His contemptuous sneer made me sick.
“So your first act upon escaping imprisonment—” Casimir raised his voice just loud enough that the crowd could hear without ever seeming like he was doing it on purpose. “—is to reject the traditions of your people and scorn the magic that declares who is fit to be their ruler? Moreover, you would make an enemy of the very nation that helped free you?” He shook his head, a cautioning look on his face. “You should know I have a very long lifespan, Duke Ensid. If you go through with this, I will never forget or forgive how you treated my people.”
More murmurs passed through the crowd, apprehensive and displeased.
Duke Ensid arched an eyebrow. “I could have left you to die in those caves, Your Highness.”
“Without our assistance, you would have died right along with us.”
“And yet you think that gives you the right to dictate our border policy.” The duke scoffed. “I have the blood of the king, my dearly departed cousin?—”
“Third cousin,” Lars pointed out coldly.
“And thus the wall of our nation will answer to me,” the duke continued like he hadn’t spoken. “This proves my legitimacy!” He drew himself up taller, looking down on us like we were scum beneath his boots. “Erenelle is done with the cowardly approach of compromise with other nations. We are done letting foreign powers and foreign values influence our decisions. We have seen where that leads. Imprisonment! Torture! All while those who were born lesser than us think they can tell us what is right and good and— Wait, what is the dwarf doing?”
I spun.
Niko was walking toward the wall.
“Berinlian preserve us,” Ignatius gasped. “Stay back, boy!
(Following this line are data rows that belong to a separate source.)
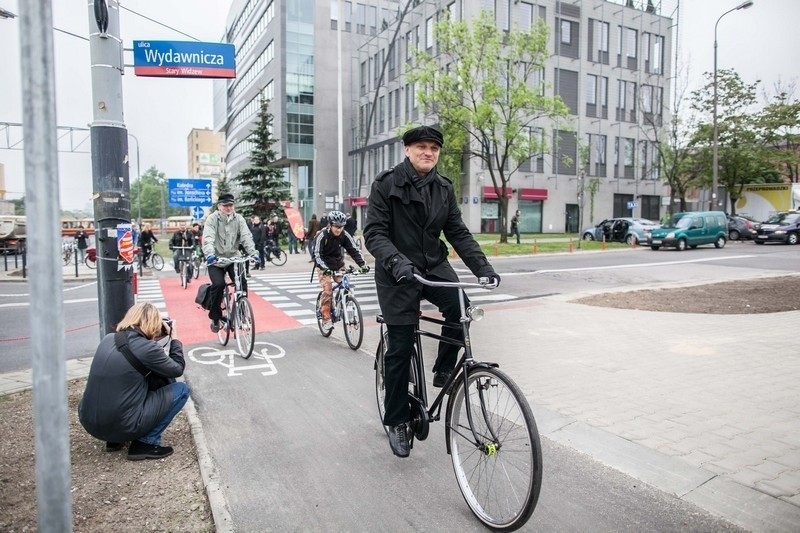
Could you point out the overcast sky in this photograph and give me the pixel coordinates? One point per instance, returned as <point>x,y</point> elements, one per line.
<point>762,42</point>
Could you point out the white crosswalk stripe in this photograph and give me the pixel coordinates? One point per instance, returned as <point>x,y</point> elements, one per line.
<point>296,295</point>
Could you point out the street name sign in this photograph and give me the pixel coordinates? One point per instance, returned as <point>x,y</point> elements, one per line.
<point>182,59</point>
<point>189,192</point>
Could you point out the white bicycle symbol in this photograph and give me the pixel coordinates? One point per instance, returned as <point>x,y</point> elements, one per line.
<point>262,351</point>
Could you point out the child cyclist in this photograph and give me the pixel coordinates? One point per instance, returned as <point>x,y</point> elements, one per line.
<point>328,258</point>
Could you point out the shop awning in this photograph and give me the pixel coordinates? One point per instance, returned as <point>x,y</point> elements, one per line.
<point>490,194</point>
<point>358,200</point>
<point>533,194</point>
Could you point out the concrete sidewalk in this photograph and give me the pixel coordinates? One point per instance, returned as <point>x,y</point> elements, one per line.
<point>704,407</point>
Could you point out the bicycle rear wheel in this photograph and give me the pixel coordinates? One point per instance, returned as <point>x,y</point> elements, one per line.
<point>278,258</point>
<point>352,320</point>
<point>326,332</point>
<point>224,332</point>
<point>501,475</point>
<point>245,327</point>
<point>157,262</point>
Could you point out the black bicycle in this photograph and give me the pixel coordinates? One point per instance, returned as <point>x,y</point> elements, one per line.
<point>490,432</point>
<point>237,313</point>
<point>344,308</point>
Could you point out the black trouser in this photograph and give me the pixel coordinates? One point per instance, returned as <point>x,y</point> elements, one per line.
<point>401,345</point>
<point>217,276</point>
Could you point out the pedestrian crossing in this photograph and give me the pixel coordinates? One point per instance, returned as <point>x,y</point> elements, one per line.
<point>295,293</point>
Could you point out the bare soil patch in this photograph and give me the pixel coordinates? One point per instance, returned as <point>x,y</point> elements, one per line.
<point>766,295</point>
<point>109,493</point>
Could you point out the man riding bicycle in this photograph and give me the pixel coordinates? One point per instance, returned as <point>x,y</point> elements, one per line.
<point>328,258</point>
<point>224,231</point>
<point>410,207</point>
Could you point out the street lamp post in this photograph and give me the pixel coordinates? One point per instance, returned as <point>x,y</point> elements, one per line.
<point>715,164</point>
<point>138,181</point>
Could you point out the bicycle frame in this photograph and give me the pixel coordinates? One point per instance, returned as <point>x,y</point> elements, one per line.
<point>464,363</point>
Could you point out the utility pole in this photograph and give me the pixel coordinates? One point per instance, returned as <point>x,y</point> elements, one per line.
<point>110,182</point>
<point>46,313</point>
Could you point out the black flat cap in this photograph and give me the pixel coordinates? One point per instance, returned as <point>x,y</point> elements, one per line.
<point>226,198</point>
<point>423,133</point>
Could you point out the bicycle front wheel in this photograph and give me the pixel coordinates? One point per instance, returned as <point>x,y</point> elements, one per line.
<point>245,325</point>
<point>380,383</point>
<point>353,332</point>
<point>157,262</point>
<point>497,457</point>
<point>279,258</point>
<point>224,333</point>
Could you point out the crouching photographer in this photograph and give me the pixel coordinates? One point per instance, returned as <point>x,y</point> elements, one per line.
<point>131,393</point>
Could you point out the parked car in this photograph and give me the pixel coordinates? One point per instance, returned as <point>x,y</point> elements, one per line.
<point>740,227</point>
<point>691,230</point>
<point>780,227</point>
<point>625,229</point>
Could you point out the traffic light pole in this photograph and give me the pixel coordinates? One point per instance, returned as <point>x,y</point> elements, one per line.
<point>110,176</point>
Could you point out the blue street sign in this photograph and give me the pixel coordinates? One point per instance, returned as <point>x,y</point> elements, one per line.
<point>189,192</point>
<point>182,59</point>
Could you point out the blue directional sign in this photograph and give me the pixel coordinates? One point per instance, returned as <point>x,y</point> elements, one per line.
<point>184,59</point>
<point>189,192</point>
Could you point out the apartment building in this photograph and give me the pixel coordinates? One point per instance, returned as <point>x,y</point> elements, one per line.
<point>610,62</point>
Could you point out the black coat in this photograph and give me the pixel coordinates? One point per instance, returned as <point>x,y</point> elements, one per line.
<point>400,230</point>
It will kill you!”
Ignoring him like he couldn’t even hear the scholar, Niko lifted a hand.
Terror shot through me. “Niko, stop!”
I lunged after him, shifting fast.
But not fast enough. His palm came to rest on the misty surface.
A deep and resounding gong rang out. It reverberated from the wall like a massive bell whose chime was so low, it became more sensation than sound. The gray fog rippled like water, radiating away from his hand.
The fluctuations grew until the surface bucked and roiled like waves on the high sea. Green tendrils of light spread from beneath Niko’s palm, twisting through the colorless fog like radiant emerald vines. Around them, the pale blue of the bright winter sky began to peek past the mist.
And then white joined it, closer to the ground. Flecks of brown and green too, here and there.
I gasped. That was the snowy terrain on the other side of the?—
Like ice melting beneath the sun, the mist before Niko faded away, creating an opening tall and broad enough for even the largest of giants.
Silence hung over the crowd.
Niko turned. “It told me what to do,” he said quietly.
I stared. “How? It?—”
“This is a trick!” the duke shouted. “A dwarf lie!”
Niko shrugged. “Or we just don’t need royal blood after all.” His smile faltered when he saw our stunned expressions. “Right?”
“That… that’s not it, boy.” Ignatius shook his head. “This means you’re descended of Erenlian royalty too.”